In early 2011, I injured my right knee in a trapeze class. (So much for fulfilling my 4-year-old self’s dream of joining the circus.) That put me nearly out of commission for a while. My weight crept up from the mid-150s to the high 150s.
After getting physical therapy in early 2012, I started working out again. I could ride an exercise bike for the first time in years!
But it wasn’t enough. My suits and tweed skirts didn’t fit anymore.
Late last year, I looked up Amalia. She had started her own gym: GrassIron Gym. I started taking CardioStrong classes there. My friendly group of classmates was pretty diverse as far as ages and athleticism went; but my injuries kept me away from several of the exercises. Soon, pain in my right knee flared up again. And after three months of once-a-week classes and one month of twice-a-week classes, the scale informed me that I was now at 164 pounds.
“I have to lose weight,” I told Amalia last week. I knew a month of personal training wouldn’t be cheap, especially now that I’m a freelancer. But when I factored in the cost of physical therapy, of buying new clothes, of the inevitable health issues (and emotional issues) I would have if this weight gain continued into my late 30s and 40s, I knew I had to do it.
“But no one’s ever lost weight and kept it off by exercise alone,” Amalia told me. “You have to make changes to your diary. Start by keeping a food diary.”
And, Darth Vader-like, all I could think was, “NOOOOOOOOOOOOOOO!”
When I moved back to Texas in 2001, my mother was really getting into Weight Watchers. Relatively thin her whole life, she’d lost even more weight on their system. She bought me their calorie counting book.
I made it one day. Depressed at how many calories I’d consumed by lunch time, I chucked the idea so I could enjoy an extra slice of cheese pizza in peace.
But I trust Amalia. And I know she’s right. My mother and several of my friends attest to the power of calorie counting. So I set up a profile on My Fitness Pal and started logging my food.
The first day, I tried. I tried really hard. And I was still almost 300 calories over my goal.
“Only 300 calories over on your first day?” Amalia said. “You’re doing pretty well so far.”

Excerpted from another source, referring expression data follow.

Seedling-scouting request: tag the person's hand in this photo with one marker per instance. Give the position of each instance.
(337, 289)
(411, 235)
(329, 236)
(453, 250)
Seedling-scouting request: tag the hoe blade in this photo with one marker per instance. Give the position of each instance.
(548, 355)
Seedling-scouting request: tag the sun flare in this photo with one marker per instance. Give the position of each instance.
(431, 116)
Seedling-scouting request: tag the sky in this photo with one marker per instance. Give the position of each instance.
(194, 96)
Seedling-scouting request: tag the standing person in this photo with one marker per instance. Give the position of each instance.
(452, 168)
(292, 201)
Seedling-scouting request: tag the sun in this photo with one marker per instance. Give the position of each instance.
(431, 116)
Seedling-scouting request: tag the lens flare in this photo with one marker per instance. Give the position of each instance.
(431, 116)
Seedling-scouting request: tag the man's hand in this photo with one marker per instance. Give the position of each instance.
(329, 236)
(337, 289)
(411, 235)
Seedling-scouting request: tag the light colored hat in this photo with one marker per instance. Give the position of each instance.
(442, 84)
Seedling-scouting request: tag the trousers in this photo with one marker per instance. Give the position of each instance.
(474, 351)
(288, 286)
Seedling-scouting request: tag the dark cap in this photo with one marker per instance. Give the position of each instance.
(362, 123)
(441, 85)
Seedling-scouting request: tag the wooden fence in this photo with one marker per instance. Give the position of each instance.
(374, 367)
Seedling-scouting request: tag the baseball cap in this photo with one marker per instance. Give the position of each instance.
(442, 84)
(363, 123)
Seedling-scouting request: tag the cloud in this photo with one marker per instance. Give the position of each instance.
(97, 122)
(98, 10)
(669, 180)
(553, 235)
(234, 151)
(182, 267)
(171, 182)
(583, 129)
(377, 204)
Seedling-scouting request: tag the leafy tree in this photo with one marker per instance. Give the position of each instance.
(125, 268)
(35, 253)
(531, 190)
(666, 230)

I haven’t told her about the second day yet. I was about 900 calories over.
I also haven’t told her about today, the third day, and how I had tacos chock-full of cheese and guacamole for lunch. But I only had half a cake ball, so, you know, progress.
I had my first training session with Amalia yesterday morning. It was just as awesome as I remembered: challenging, yet doable; and I’m sore as hell today (though in a good way). My second session will be early next week, and I’ll do a self-guided session later in the week. I look forward to reporting back on those.
In the meantime, if you’ve got any exercise, nutrition, or weight loss advice to share, please do so. I’d love to hear it. (What I’m not going to love: all the spam comments this series of posts eventually gets. The words “weight loss” are like a lightning rod for that crap. Hooray for comment moderation!)